Persönliche Ambitionen mischen sich mit politischem Kalkül: Auch die erfolglose Präsidentschaftskandidatin von 2018, Ksenia Sobtschak, könnte wieder auf die Politbühne zurückkehren. Die Elitenforscherin Olga Kryschtanowskaja sieht im Gespräch mit der „Presse“die Journalistin und Tochter des früheren St. Petersburger Bürgermeisters Anatolij Sobtschak vor ihrer „Rehabilitierung“für ein stromlinienförmiges liberales Projekt: „Der Kreml braucht einen Menschen, der regierbar ist und dem die Liberalen glauben.“Sobtschak wechselte unlängst zum staatlichen Ersten Kanal und moderiert dort eine Talkshow. Auftritte im Staatsfernsehen waren ihr in den vergangenen Jahren versagt gewesen. Bei der Gedenkfeier anlässlich des 20. Todestages von Anatolij Sobtschak in der Vorwoche erschien Putin höchstpersönlich – und reichte Ksenia Sobtschak die Hand.

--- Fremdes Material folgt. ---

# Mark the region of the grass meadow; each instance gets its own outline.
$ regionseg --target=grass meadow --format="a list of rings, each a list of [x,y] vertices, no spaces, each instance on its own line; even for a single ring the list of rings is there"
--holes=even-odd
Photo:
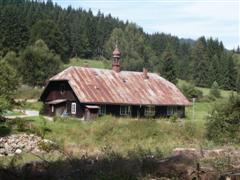
[[[103,61],[72,59],[66,67],[71,65],[106,68]],[[187,83],[179,80],[178,85]],[[203,96],[209,94],[208,88],[199,88]],[[22,87],[17,93],[18,98],[28,99],[39,97],[40,90]],[[231,94],[221,90],[224,100]],[[211,149],[216,144],[206,139],[206,116],[217,101],[197,101],[194,106],[186,107],[186,117],[177,122],[171,118],[160,119],[132,119],[112,116],[99,117],[96,121],[84,122],[74,118],[55,118],[55,121],[43,120],[42,117],[24,119],[27,124],[36,129],[47,129],[44,138],[57,142],[65,152],[74,156],[102,154],[106,149],[128,156],[129,152],[144,149],[151,152],[161,152],[170,155],[174,148]],[[23,108],[40,110],[39,102],[26,103]],[[193,114],[194,109],[194,114]],[[29,126],[28,126],[29,127]],[[13,131],[12,133],[19,133]],[[45,158],[54,160],[58,156],[46,154]],[[32,154],[23,154],[20,162],[37,159]],[[9,157],[0,158],[1,162],[9,162]]]
[[[66,69],[70,66],[107,69],[107,68],[110,68],[110,63],[111,61],[107,61],[107,60],[89,60],[89,59],[72,58],[70,59],[68,64],[63,65],[63,69]]]

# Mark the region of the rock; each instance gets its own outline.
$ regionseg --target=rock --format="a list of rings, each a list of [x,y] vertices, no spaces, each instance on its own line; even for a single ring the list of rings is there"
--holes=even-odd
[[[21,149],[17,149],[17,150],[15,151],[15,153],[16,153],[16,154],[21,154],[21,153],[22,153],[22,150],[21,150]]]
[[[5,149],[4,148],[0,148],[0,154],[4,154],[5,153]]]
[[[195,148],[175,148],[172,153],[174,156],[185,155],[185,156],[193,156],[193,157],[201,157],[201,153]]]
[[[25,152],[44,152],[39,149],[38,144],[43,141],[48,144],[55,144],[48,139],[42,139],[34,134],[13,134],[0,138],[0,156],[13,156]]]

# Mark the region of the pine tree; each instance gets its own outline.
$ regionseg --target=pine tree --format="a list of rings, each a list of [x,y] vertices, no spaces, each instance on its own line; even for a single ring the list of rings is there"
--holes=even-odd
[[[220,69],[220,65],[219,65],[219,58],[218,56],[215,54],[212,58],[211,58],[211,62],[210,62],[210,66],[209,66],[209,74],[208,74],[208,85],[212,85],[215,81],[220,80],[220,75],[219,75],[219,69]]]
[[[14,68],[0,59],[0,115],[4,110],[11,108],[15,90],[19,85],[19,76]]]
[[[238,54],[240,54],[240,47],[238,46],[237,47],[237,51],[236,51]]]
[[[65,50],[63,45],[62,32],[52,20],[41,20],[33,25],[31,28],[30,41],[33,43],[38,39],[44,40],[47,46],[54,50],[61,57],[65,57]]]
[[[232,55],[226,55],[225,60],[225,74],[224,74],[224,88],[228,90],[236,90],[236,66],[233,62]]]
[[[170,82],[176,84],[177,83],[177,75],[175,68],[175,55],[171,51],[170,47],[168,47],[162,55],[162,71],[161,75],[169,80]]]
[[[197,86],[206,87],[208,85],[208,56],[206,52],[206,39],[199,38],[195,47],[193,48],[192,55],[193,61],[193,81]]]
[[[240,93],[240,71],[238,71],[238,75],[237,75],[236,90],[238,93]]]
[[[191,52],[190,44],[183,43],[179,48],[179,58],[178,59],[178,69],[177,76],[180,79],[190,80],[190,57],[189,54]]]
[[[209,95],[212,98],[220,98],[221,97],[221,92],[219,90],[219,86],[218,86],[217,81],[213,82]]]

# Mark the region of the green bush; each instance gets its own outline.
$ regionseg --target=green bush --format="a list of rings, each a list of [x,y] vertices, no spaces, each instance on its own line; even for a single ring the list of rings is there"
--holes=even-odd
[[[185,136],[188,137],[193,137],[195,136],[197,130],[196,130],[196,123],[192,121],[185,121],[184,123],[184,131],[185,131]]]
[[[232,95],[227,102],[213,108],[207,117],[207,137],[218,143],[240,143],[240,97]]]
[[[219,90],[219,86],[218,86],[218,83],[216,81],[214,81],[213,84],[212,84],[212,87],[209,91],[209,97],[212,100],[215,100],[215,99],[221,97],[221,92]]]
[[[16,119],[16,126],[19,132],[25,132],[28,129],[28,122],[24,119]]]
[[[41,88],[22,85],[16,91],[15,98],[17,98],[17,99],[38,99],[41,95],[41,92],[42,92]]]
[[[195,86],[191,84],[184,84],[182,87],[180,87],[183,94],[191,100],[192,98],[197,98],[198,100],[203,97],[203,92],[199,89],[197,89]]]
[[[46,151],[46,152],[50,152],[50,151],[59,149],[57,144],[55,144],[51,141],[44,141],[44,140],[38,142],[38,147],[39,147],[39,149]]]
[[[11,128],[4,126],[4,125],[0,126],[0,137],[6,136],[10,133],[11,133]]]

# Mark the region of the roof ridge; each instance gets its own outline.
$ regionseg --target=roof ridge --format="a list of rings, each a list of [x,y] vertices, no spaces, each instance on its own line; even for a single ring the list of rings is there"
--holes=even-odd
[[[112,72],[115,72],[115,71],[113,71],[112,69],[104,69],[104,68],[94,68],[94,67],[83,67],[83,66],[69,66],[67,69],[69,69],[69,68],[82,68],[82,69],[96,69],[96,70],[104,70],[104,71],[112,71]],[[65,70],[67,70],[67,69],[65,69]],[[64,70],[64,71],[65,71]],[[62,71],[63,72],[63,71]],[[142,71],[129,71],[129,70],[123,70],[123,71],[120,71],[119,73],[121,73],[121,72],[128,72],[128,73],[143,73]],[[118,73],[118,72],[116,72],[116,73]],[[155,75],[158,75],[158,76],[160,76],[158,73],[156,73],[156,72],[148,72],[148,74],[155,74]],[[161,76],[160,76],[161,77]]]

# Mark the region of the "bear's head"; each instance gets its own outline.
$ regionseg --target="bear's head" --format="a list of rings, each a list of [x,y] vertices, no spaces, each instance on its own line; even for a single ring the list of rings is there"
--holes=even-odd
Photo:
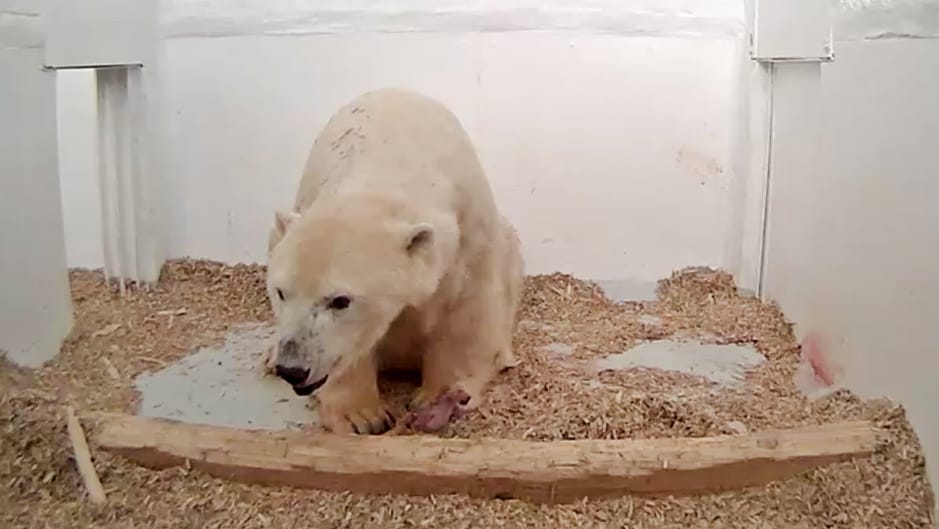
[[[275,215],[267,268],[274,373],[298,395],[372,354],[400,312],[432,296],[446,272],[455,224],[416,222],[389,206],[346,202]]]

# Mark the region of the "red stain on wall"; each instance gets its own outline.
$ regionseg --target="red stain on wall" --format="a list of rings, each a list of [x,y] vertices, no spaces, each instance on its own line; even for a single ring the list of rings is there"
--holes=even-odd
[[[815,379],[818,382],[831,386],[835,383],[834,373],[832,373],[828,359],[822,351],[821,335],[815,331],[806,334],[805,338],[802,339],[802,358],[805,358],[806,362],[812,366],[812,371],[815,372]]]

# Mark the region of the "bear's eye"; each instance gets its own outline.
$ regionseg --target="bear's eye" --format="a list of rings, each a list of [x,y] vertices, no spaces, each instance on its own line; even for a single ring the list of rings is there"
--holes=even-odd
[[[332,310],[345,310],[352,304],[349,296],[336,296],[329,300],[328,306]]]
[[[278,289],[277,289],[277,297],[280,298],[281,301],[283,301],[283,300],[284,300],[284,291],[278,288]]]

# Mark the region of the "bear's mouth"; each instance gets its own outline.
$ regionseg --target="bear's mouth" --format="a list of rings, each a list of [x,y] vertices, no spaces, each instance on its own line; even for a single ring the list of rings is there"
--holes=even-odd
[[[294,393],[296,393],[297,395],[300,395],[301,397],[306,397],[307,395],[310,395],[314,391],[323,387],[323,384],[326,383],[327,378],[329,378],[329,375],[326,375],[325,377],[317,380],[316,382],[306,385],[306,386],[291,386],[291,387],[293,388]]]

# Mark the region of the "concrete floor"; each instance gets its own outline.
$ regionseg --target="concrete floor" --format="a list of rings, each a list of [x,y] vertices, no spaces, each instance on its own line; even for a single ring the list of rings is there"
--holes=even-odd
[[[274,330],[245,325],[220,347],[203,348],[136,380],[138,413],[178,421],[257,429],[294,429],[316,412],[286,383],[262,376],[257,365]]]
[[[136,380],[138,413],[178,421],[251,429],[296,429],[316,422],[309,398],[257,365],[274,330],[245,325],[232,331],[220,347],[194,351],[178,362]],[[566,356],[573,345],[555,343],[549,354]],[[738,384],[744,372],[765,361],[750,346],[713,345],[695,341],[657,340],[594,363],[598,370],[650,367],[704,376],[721,385]]]
[[[606,297],[615,301],[652,301],[655,299],[654,281],[594,281]]]
[[[656,340],[602,358],[594,362],[594,367],[598,371],[657,368],[701,376],[722,386],[733,386],[743,381],[748,369],[765,361],[766,358],[750,345]]]
[[[608,295],[652,299],[654,284],[612,282]],[[137,413],[194,424],[256,429],[295,429],[315,424],[316,412],[290,387],[257,369],[274,329],[244,325],[217,348],[203,348],[159,371],[137,377]],[[571,349],[561,344],[562,349]]]
[[[655,298],[655,283],[600,282],[617,301]],[[659,323],[643,316],[644,324]],[[525,322],[537,326],[537,322]],[[144,373],[136,380],[141,394],[138,413],[178,421],[252,429],[295,429],[316,422],[308,397],[298,397],[284,382],[262,376],[257,368],[271,343],[274,329],[243,325],[232,331],[220,347],[202,348],[164,369]],[[555,343],[547,353],[569,355],[574,346]],[[765,361],[750,346],[713,345],[687,340],[642,343],[594,363],[598,370],[659,368],[704,376],[718,384],[734,385],[744,372]]]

Auch von einem „Rebranding“der Regierungspartei Einiges Russland ist die Rede. Sie muss ihren schlechten Ruf loswerden. Obwohl ihre Abgeordneten in der Duma mehr als zwei Drittel der Sitze halten, ist die Kreml-treue Kraft in der Bevölkerung nicht beliebt. Kryschtanowskaja geht davon aus, dass Einiges Russland 2021 unter einem anderen Namen antreten wird: „Das ist eine übliche Praxis: Die Partei wird umbenannt, die Leute bleiben dieselben.“Ein Bericht des Onlinemediums „Medusa“legte nahe, dass der vom Premiersamt abgezogene Dmitrij Medwedjew den Job des Parteivorsitzenden ebenfalls verlieren dürfte. Einiges Russland und die Allrussische Volksfront, ein von Putin ins Leben gerufener Block von Organisationen, könnten sich unter neuem Label vereinigen. In den Reihen von Einiges Russland stritt man dies energisch ab. Die Gerüchte dürften damit aber nicht verstummen.